Inconformado, ele se arrastou para fora da cama. Pouco tempo depois Sarah estava já atada à cama, com a máscara de dormir envolvendo o rosto. Tomás se sentou e pegou a mão da irmã, apertando com força.
- Não precisa se preocupar comigo... – disse ela, tentando se relaxar. – Eu já disse que não vou me afogar. Isso porque, diferente de você, eu nunca deixei a indução. Pode ficar tranquilo. No início do sonho eu já estarei lúcida.

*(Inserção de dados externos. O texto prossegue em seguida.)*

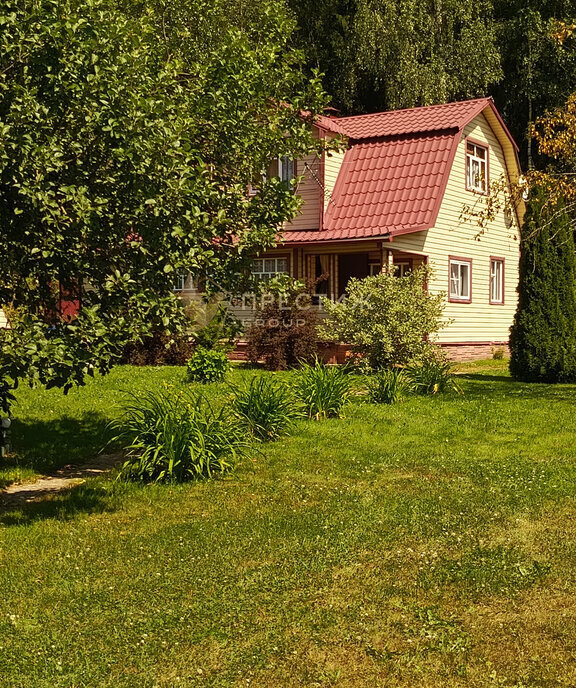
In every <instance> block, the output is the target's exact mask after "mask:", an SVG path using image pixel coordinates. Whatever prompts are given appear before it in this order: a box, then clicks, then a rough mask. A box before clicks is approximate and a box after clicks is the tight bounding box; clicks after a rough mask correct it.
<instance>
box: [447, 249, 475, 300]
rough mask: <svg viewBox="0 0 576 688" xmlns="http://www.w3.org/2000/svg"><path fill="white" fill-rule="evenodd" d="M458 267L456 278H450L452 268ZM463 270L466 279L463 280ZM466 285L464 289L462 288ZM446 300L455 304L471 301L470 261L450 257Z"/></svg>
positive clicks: (448, 269) (470, 271)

E o quarto mergulhou em um profundo silêncio. Tomás se preparou para uma longa espera, contudo levou um susto ao olhar para o teto. Uma luz azul piscava repetidamente.
Sarah havia entrado.


Elevador pequeno. Com mais de quatro pessoas já ficaria desconfortável. A moça não se virou para encarar sua imagem embaçada no espelho. Passou a mão pelos cabeços. Por algum motivo sabia que continuavam ruivos.
A porta se abriu repentinamente. Ela lançou um olhar assustado ao homem loiro que esperava pelo elevador. Ele parecia perdido, deslocado.
- Desce?
- É... acho que sim. - as palavras saíram mecanicamente.
O homem entrou e a porta se fechou atrás dele. Agora era só esperar. O livro estava lá embaixo, em algum lugar.
E o elevador descia levando Sarah. Rumo à cidade inundada.